Which left the precedent on the books for the Rehnquist Court to use the still good law of the Civil Rights Acts to strike down the ADA, Age Discrimination Act, and Violence Against Women Act based on that 19th century judicial activism precedent.
>Nathan treats the Warren Court as if it were an historical accident, the
>results of mistakes by President who chose justices far more liberal than
>they expected. But this is, IMHO, a too narrowly institutional way of
looking
>at the Court. The Warren Court existed during a period of great social and
>political forment in the US, the last period of great progressive movements
>in our history. It could not but reflect those movements, as even the Court
>during the New Deal, stacked with conservatives, eventually had to do.

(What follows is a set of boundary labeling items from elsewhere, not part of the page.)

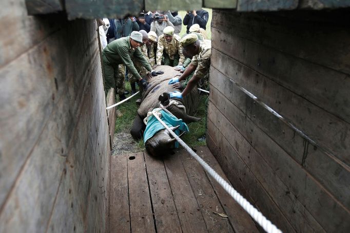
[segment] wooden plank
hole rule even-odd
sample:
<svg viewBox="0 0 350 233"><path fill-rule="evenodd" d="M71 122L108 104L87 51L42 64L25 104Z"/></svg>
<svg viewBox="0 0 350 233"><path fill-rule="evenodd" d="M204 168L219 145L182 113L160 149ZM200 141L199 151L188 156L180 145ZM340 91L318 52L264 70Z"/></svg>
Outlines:
<svg viewBox="0 0 350 233"><path fill-rule="evenodd" d="M298 0L238 0L237 11L276 11L293 10L298 6Z"/></svg>
<svg viewBox="0 0 350 233"><path fill-rule="evenodd" d="M114 89L112 88L109 89L107 94L107 105L111 106L115 103L115 95ZM107 115L108 119L108 125L109 125L109 140L110 141L111 150L113 144L113 140L114 138L114 129L115 128L115 111L116 108L107 110Z"/></svg>
<svg viewBox="0 0 350 233"><path fill-rule="evenodd" d="M350 7L350 2L338 0L301 0L299 3L301 8L322 10L337 9Z"/></svg>
<svg viewBox="0 0 350 233"><path fill-rule="evenodd" d="M267 164L264 158L265 155L262 154L261 156L259 152L256 151L249 144L221 113L212 104L211 106L212 108L210 109L210 115L211 121L213 124L219 123L217 129L224 129L221 131L221 137L226 139L230 146L233 148L232 142L234 142L233 145L239 149L239 152L235 149L238 156L246 164L274 201L279 206L286 218L291 222L293 228L299 230L299 227L302 225L300 220L303 219L302 231L324 232L324 230L315 218L308 211L305 211L303 205L297 197L298 194L294 193L293 189L291 190L289 187L287 186L276 176L274 170L279 168L271 167ZM223 128L223 125L226 128Z"/></svg>
<svg viewBox="0 0 350 233"><path fill-rule="evenodd" d="M220 36L224 34L213 28L212 33L215 36L219 36L217 33L220 33ZM229 36L228 34L226 35ZM235 38L234 36L231 36L229 40L229 43L223 42L219 45L214 40L213 47L219 51L224 51L223 53L246 64L249 68L268 77L321 108L336 114L338 116L342 116L344 120L348 118L347 116L348 114L346 113L350 113L350 105L346 104L347 88L347 86L350 88L350 79L346 75L323 67L316 67L317 66L314 64L276 52L247 40ZM234 44L231 44L232 42ZM244 51L245 52L243 52ZM245 52L249 56L245 55ZM274 58L276 58L277 66L268 64L267 60L270 61ZM260 62L267 63L259 63ZM217 67L215 60L212 66ZM285 70L290 72L285 72ZM308 77L307 79L304 78L305 76ZM318 144L323 145L339 159L348 163L349 158L347 155L350 145L350 136L348 136L350 135L348 122L341 120L332 121L326 125L319 125L315 129L309 127L300 120L295 120L292 123L305 134L313 135L313 140ZM338 126L339 125L341 126ZM320 130L320 128L323 130ZM336 128L337 130L334 130ZM334 140L329 140L329 138Z"/></svg>
<svg viewBox="0 0 350 233"><path fill-rule="evenodd" d="M29 15L55 13L64 10L60 0L26 0Z"/></svg>
<svg viewBox="0 0 350 233"><path fill-rule="evenodd" d="M68 22L64 14L41 17L27 16L27 9L22 2L2 3L0 19L4 25L11 25L11 30L2 28L6 36L3 36L0 40L0 68L38 45L50 35L64 27ZM32 62L32 60L29 57L28 61Z"/></svg>
<svg viewBox="0 0 350 233"><path fill-rule="evenodd" d="M143 1L134 0L126 4L123 0L86 1L66 0L66 11L69 20L76 18L95 19L102 17L123 18L127 14L137 16L144 7Z"/></svg>
<svg viewBox="0 0 350 233"><path fill-rule="evenodd" d="M207 146L197 148L197 154L209 164L226 182L230 183L215 157ZM229 216L235 232L258 232L259 230L250 216L206 172L214 191L222 206Z"/></svg>
<svg viewBox="0 0 350 233"><path fill-rule="evenodd" d="M212 156L211 153L206 155ZM231 216L225 219L216 214L228 215L221 206L202 166L184 149L180 151L178 156L181 158L192 190L200 206L208 231L235 232L230 224Z"/></svg>
<svg viewBox="0 0 350 233"><path fill-rule="evenodd" d="M179 152L164 159L182 232L207 232Z"/></svg>
<svg viewBox="0 0 350 233"><path fill-rule="evenodd" d="M235 87L235 85L234 86ZM273 120L267 118L268 116L272 118L278 118L277 116L274 116L267 109L259 109L258 111L256 111L255 109L252 110L254 113L251 113L252 115L251 115L250 111L247 112L246 109L244 109L244 108L242 108L241 105L252 106L254 105L252 103L253 101L250 97L248 95L244 98L243 96L245 94L242 93L241 91L239 90L236 90L236 88L232 89L232 93L235 92L236 95L235 99L237 100L235 101L241 103L240 105L241 110L237 109L235 105L220 94L220 92L215 88L212 86L211 87L212 89L210 89L210 95L212 97L211 100L213 101L213 104L215 104L218 109L224 115L226 116L231 122L237 122L235 123L235 125L238 128L238 130L242 134L244 134L247 131L249 131L249 130L253 131L254 133L252 132L251 135L259 132L257 130L255 131L254 129L249 128L251 127L251 125L247 128L247 122L250 122L250 120L254 122L256 121L273 121ZM260 104L258 102L255 105L260 106ZM259 115L258 114L258 112L262 113L262 113L265 113L265 116ZM246 113L243 113L245 112L247 113L247 115ZM241 119L239 122L237 122L237 118L235 119L238 115L240 116L239 118ZM263 136L264 133L262 134L262 136L257 137L258 140L257 140L255 142L253 143L251 138L250 138L248 141L250 141L250 143L255 146L255 143L257 143L258 142L269 139L268 137ZM257 151L260 152L264 148L268 147L270 144L274 145L274 143L269 140L268 141L263 141ZM301 165L296 163L288 155L286 155L284 151L281 150L280 147L273 147L271 150L270 153L266 153L265 151L262 151L261 155L262 156L263 155L264 159L267 161L274 171L273 173L274 174L273 176L277 176L279 177L283 183L288 187L288 189L285 190L285 191L295 194L298 200L304 205L305 210L307 210L326 231L332 231L334 230L335 229L342 228L342 230L346 231L346 229L349 227L349 226L344 224L342 222L344 219L349 218L350 213L348 210L335 200L333 196L330 195L313 177L305 172ZM283 169L280 169L281 167L282 167ZM272 178L274 177L273 176ZM290 178L292 176L293 179ZM272 187L273 187L274 184L271 186ZM272 195L273 193L271 195ZM317 199L315 198L315 195L317 197ZM284 205L285 203L280 203L280 204ZM324 209L327 209L327 210L324 211ZM332 216L336 216L337 218L332 218Z"/></svg>
<svg viewBox="0 0 350 233"><path fill-rule="evenodd" d="M177 11L180 10L201 9L202 7L202 0L162 1L145 0L145 9L147 10Z"/></svg>
<svg viewBox="0 0 350 233"><path fill-rule="evenodd" d="M109 232L131 232L127 155L111 157Z"/></svg>
<svg viewBox="0 0 350 233"><path fill-rule="evenodd" d="M237 0L206 0L203 3L203 7L207 8L236 9Z"/></svg>
<svg viewBox="0 0 350 233"><path fill-rule="evenodd" d="M157 231L182 232L163 160L145 152L145 160Z"/></svg>
<svg viewBox="0 0 350 233"><path fill-rule="evenodd" d="M215 156L233 187L283 232L295 232L278 205L212 122L208 120L207 144L210 151L216 152ZM229 157L227 155L229 155ZM302 229L302 226L300 228Z"/></svg>
<svg viewBox="0 0 350 233"><path fill-rule="evenodd" d="M131 230L155 232L143 152L127 157Z"/></svg>
<svg viewBox="0 0 350 233"><path fill-rule="evenodd" d="M232 67L235 67L235 65L232 65ZM239 71L240 70L241 70L240 69L238 69ZM234 100L232 102L239 105L239 101L236 102L234 100L238 99L237 95L234 93L234 93L234 90L238 90L238 89L234 88L234 87L231 88L233 83L215 68L211 69L211 71L212 76L216 77L216 78L211 80L213 86L221 90L223 93L227 93L226 95L226 97ZM244 77L247 77L246 73L243 72L243 74L245 74L243 75ZM259 77L255 75L254 76L255 78L251 81L252 85L245 85L246 87L250 87L253 86L254 83L257 83L256 80L259 83L262 83L260 81ZM261 75L259 77L261 77ZM246 79L249 79L248 77ZM279 90L278 87L274 87L271 83L266 82L266 80L264 82L267 82L268 83L267 86L271 87L272 90L276 91L276 92L281 92L283 95L286 95L285 101L289 102L286 99L288 97L294 100L298 99L297 97L295 96L288 96L287 90ZM263 86L263 87L266 86L266 85ZM258 85L258 88L260 88L259 87L260 86ZM255 93L257 92L256 91L256 89L254 88L253 92ZM262 89L261 92L259 92L259 93L268 94L269 93L268 91L265 91L265 88L262 88ZM235 92L236 93L237 92ZM242 100L241 102L244 101L245 100ZM285 103L285 101L283 102ZM303 105L303 102L296 101L296 102L300 104L301 103L300 105ZM307 106L307 102L305 103L306 106ZM295 105L294 109L295 110L300 108L293 103L290 103L290 104L292 106ZM242 103L241 105L242 105ZM264 120L256 121L257 125L276 142L279 146L287 152L290 156L303 166L304 169L320 182L327 190L327 192L330 193L347 208L350 208L350 200L348 198L350 195L350 187L347 184L350 182L350 173L348 167L344 166L342 163L340 163L338 160L335 159L334 156L322 151L322 149L318 146L313 145L312 143L309 145L310 149L306 151L306 146L308 146L310 143L307 138L305 138L303 135L296 132L296 130L291 128L288 122L285 119L279 118L268 113L263 114L263 113L266 112L267 111L263 110L263 108L259 108L259 105L257 107L255 107L256 105L256 104L253 103L252 108L247 107L244 111L249 112L251 116L254 116L253 117L255 117L254 119L263 119ZM312 108L308 107L307 109L309 110ZM305 111L307 112L307 110L305 110ZM319 113L319 116L323 116L322 113ZM302 114L300 115L302 115ZM317 117L317 116L315 116L315 118ZM342 178L341 179L339 179L339 176Z"/></svg>
<svg viewBox="0 0 350 233"><path fill-rule="evenodd" d="M350 74L348 14L299 11L242 14L213 10L211 21L221 31L235 32L236 36Z"/></svg>

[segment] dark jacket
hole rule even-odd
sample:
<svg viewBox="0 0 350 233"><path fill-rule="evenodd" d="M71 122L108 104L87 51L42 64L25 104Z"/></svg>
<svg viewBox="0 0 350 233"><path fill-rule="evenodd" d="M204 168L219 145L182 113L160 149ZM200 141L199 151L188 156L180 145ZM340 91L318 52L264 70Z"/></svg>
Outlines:
<svg viewBox="0 0 350 233"><path fill-rule="evenodd" d="M204 30L206 29L207 22L209 19L209 13L204 10L196 11L196 13L197 14L196 17L194 17L193 14L190 13L186 14L184 18L184 25L187 26L187 31L186 31L187 34L189 33L189 28L193 24L198 24L200 28Z"/></svg>

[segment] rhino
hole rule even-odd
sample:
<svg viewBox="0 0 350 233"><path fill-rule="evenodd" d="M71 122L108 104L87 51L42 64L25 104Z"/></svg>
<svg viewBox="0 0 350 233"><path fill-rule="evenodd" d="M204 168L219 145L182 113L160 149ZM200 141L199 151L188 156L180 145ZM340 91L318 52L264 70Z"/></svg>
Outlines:
<svg viewBox="0 0 350 233"><path fill-rule="evenodd" d="M168 66L161 66L158 67L157 70L163 70L164 74L153 77L149 81L147 89L143 92L142 97L142 102L138 110L137 116L134 120L130 134L135 140L139 140L144 134L146 125L144 123L144 119L146 117L147 113L151 112L153 109L160 108L161 100L167 103L168 95L166 93L174 91L182 91L181 88L174 87L173 85L168 84L169 80L178 74L178 72L174 70L173 67ZM186 111L178 107L176 104L170 105L167 107L173 116L184 122L188 123L198 121L201 118L192 116L197 111L199 104L199 94L196 88L193 88L191 92L183 99L171 99L176 100L179 105L182 105L186 108ZM153 117L154 118L154 117ZM181 120L180 121L181 121ZM179 122L180 122L179 121ZM158 120L153 119L152 122L147 123L148 127L151 125L148 124L159 123ZM181 127L183 128L183 125ZM164 129L161 129L155 133L145 142L145 147L147 152L152 156L170 153L171 149L177 145L175 139L173 138L169 132ZM181 130L180 125L173 125L171 129L173 131ZM187 126L186 126L187 128Z"/></svg>

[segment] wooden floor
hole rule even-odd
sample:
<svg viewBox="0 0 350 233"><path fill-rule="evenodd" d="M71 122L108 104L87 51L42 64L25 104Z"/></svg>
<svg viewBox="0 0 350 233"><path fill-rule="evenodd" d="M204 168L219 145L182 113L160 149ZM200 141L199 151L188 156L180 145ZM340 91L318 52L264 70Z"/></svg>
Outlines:
<svg viewBox="0 0 350 233"><path fill-rule="evenodd" d="M197 151L224 177L206 146ZM113 156L111 165L111 232L258 232L248 214L183 149L160 159L146 152Z"/></svg>

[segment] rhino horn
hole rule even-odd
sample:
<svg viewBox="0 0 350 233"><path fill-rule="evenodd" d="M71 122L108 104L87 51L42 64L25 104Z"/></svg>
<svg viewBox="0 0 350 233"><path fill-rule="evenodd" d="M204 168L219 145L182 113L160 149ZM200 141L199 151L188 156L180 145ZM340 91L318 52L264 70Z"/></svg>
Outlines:
<svg viewBox="0 0 350 233"><path fill-rule="evenodd" d="M171 130L173 132L174 132L176 130L179 129L179 127L180 127L180 124L176 126L170 127L170 130Z"/></svg>

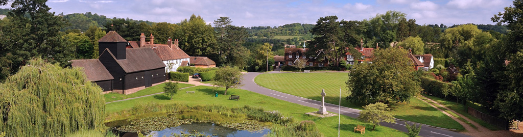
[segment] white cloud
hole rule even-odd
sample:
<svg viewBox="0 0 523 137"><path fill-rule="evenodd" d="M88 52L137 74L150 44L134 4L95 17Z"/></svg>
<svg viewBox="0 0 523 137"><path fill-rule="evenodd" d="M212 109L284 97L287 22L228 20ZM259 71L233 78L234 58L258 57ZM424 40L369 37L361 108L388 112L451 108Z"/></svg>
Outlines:
<svg viewBox="0 0 523 137"><path fill-rule="evenodd" d="M439 6L430 1L419 2L411 4L411 8L424 10L435 10Z"/></svg>
<svg viewBox="0 0 523 137"><path fill-rule="evenodd" d="M67 2L67 1L69 1L69 0L54 0L54 1L50 1L49 2L52 3L65 3Z"/></svg>

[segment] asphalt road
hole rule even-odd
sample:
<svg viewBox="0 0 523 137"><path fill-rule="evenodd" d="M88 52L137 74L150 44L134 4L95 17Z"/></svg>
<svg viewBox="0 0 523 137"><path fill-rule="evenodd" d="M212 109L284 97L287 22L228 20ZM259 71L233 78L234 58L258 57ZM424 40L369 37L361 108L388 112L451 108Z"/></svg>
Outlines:
<svg viewBox="0 0 523 137"><path fill-rule="evenodd" d="M321 102L320 101L283 93L258 85L254 82L254 78L261 73L262 73L258 72L248 72L246 73L244 76L243 80L242 81L243 86L242 86L241 89L271 96L279 99L313 108L317 108L319 109L320 105L321 105ZM319 95L320 95L320 92L318 92ZM327 111L338 113L338 107L339 106L337 105L325 103L325 107L327 108ZM342 115L355 118L358 117L359 115L359 111L360 110L350 108L343 106L342 106L341 107ZM413 123L410 122L407 122L407 123L408 123L409 124L413 124ZM381 126L393 128L405 132L407 132L408 131L407 130L407 128L405 128L404 123L405 123L404 121L396 120L396 123L391 124L386 122L382 122L381 123ZM421 131L419 131L419 135L421 136L441 137L469 136L467 135L458 132L437 128L433 128L424 125L422 126Z"/></svg>

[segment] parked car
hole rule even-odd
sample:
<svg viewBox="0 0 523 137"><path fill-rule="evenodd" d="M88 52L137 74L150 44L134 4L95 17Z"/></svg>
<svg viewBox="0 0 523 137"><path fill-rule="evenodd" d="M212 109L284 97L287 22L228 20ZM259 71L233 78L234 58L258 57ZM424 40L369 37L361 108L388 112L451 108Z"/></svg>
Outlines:
<svg viewBox="0 0 523 137"><path fill-rule="evenodd" d="M200 78L200 73L196 73L192 74L192 78L193 79L199 79Z"/></svg>

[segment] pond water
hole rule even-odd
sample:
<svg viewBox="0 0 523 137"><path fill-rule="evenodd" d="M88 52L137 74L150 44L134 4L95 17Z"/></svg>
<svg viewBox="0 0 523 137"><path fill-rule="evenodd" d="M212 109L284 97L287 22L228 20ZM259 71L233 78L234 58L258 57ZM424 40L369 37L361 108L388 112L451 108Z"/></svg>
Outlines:
<svg viewBox="0 0 523 137"><path fill-rule="evenodd" d="M182 132L185 134L194 133L192 132L194 130L196 130L200 134L204 134L205 136L220 137L262 136L268 134L270 131L268 129L265 129L260 131L249 131L222 127L211 123L193 123L169 128L162 131L153 131L151 132L149 135L152 135L152 136L164 136L164 135L170 136L174 134L181 134Z"/></svg>

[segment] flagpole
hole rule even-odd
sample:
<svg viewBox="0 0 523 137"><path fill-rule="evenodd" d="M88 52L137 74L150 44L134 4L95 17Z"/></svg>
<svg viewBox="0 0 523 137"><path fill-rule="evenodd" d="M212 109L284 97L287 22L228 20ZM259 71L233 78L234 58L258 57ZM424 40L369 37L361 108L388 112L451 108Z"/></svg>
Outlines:
<svg viewBox="0 0 523 137"><path fill-rule="evenodd" d="M342 87L339 87L339 105L338 106L338 137L339 137L339 123L342 118Z"/></svg>

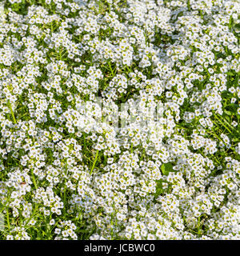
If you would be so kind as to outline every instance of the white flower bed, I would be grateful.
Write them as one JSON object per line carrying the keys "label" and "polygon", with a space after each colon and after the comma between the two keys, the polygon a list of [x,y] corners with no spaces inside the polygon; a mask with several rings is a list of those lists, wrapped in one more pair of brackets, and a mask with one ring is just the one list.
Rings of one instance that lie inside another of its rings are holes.
{"label": "white flower bed", "polygon": [[238,0],[2,2],[2,239],[240,238]]}

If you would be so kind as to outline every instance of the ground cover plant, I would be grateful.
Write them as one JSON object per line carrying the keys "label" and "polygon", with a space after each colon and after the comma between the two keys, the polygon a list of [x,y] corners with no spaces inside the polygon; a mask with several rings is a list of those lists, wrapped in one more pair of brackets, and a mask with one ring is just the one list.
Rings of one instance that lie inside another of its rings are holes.
{"label": "ground cover plant", "polygon": [[237,0],[0,1],[1,239],[239,239]]}

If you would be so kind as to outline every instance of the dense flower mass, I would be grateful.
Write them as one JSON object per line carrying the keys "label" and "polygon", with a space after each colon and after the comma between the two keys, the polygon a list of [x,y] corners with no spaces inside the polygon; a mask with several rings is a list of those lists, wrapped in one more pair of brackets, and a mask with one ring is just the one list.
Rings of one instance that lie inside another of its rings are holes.
{"label": "dense flower mass", "polygon": [[240,239],[238,0],[2,0],[2,239]]}

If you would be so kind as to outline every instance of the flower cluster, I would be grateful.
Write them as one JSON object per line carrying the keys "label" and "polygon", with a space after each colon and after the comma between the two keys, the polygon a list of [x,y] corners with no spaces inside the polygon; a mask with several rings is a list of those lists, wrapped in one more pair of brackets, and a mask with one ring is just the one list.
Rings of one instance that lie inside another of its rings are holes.
{"label": "flower cluster", "polygon": [[3,0],[2,239],[240,239],[238,0]]}

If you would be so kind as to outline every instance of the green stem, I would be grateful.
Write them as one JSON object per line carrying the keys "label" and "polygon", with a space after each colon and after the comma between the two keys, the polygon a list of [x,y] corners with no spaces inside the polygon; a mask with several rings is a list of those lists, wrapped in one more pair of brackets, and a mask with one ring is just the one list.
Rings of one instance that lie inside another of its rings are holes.
{"label": "green stem", "polygon": [[13,111],[13,109],[12,109],[12,106],[11,106],[11,103],[9,102],[8,102],[8,107],[10,110],[10,113],[11,113],[11,115],[12,115],[12,118],[14,119],[14,122],[16,124],[17,123],[17,121],[16,121],[16,118],[15,118],[15,116],[14,116],[14,113]]}
{"label": "green stem", "polygon": [[97,151],[97,154],[96,154],[96,155],[95,155],[95,159],[94,159],[94,163],[93,163],[93,166],[92,166],[92,168],[91,168],[91,170],[90,170],[90,174],[92,174],[92,172],[93,172],[93,170],[94,170],[94,166],[95,166],[95,164],[96,164],[96,162],[97,162],[97,160],[98,160],[98,150]]}

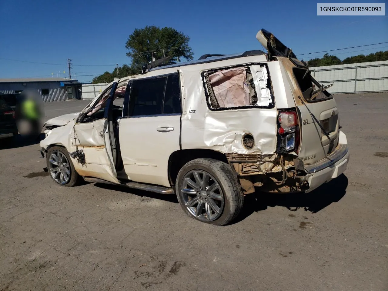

It also reflected the need for the US establishment to compete with the Soviet Union ideologically; Apartheid segregation in the South was an embarassment that most of the national elite was against, so the Court was not acting in defiance of the elite but as its handmaiden, taking the heat for decisions where Southern Democratic filibusters would block action - not a bad reason for the Court to act, but hardly one reflecting non-elite interests.
Yes, the social movements had their effect on the Court, but they had even greater effects on legislatures and Congress. My point is that it is far better for progressives to put their hopes and institutional allegiance with democratic legislatures than with unelected judges.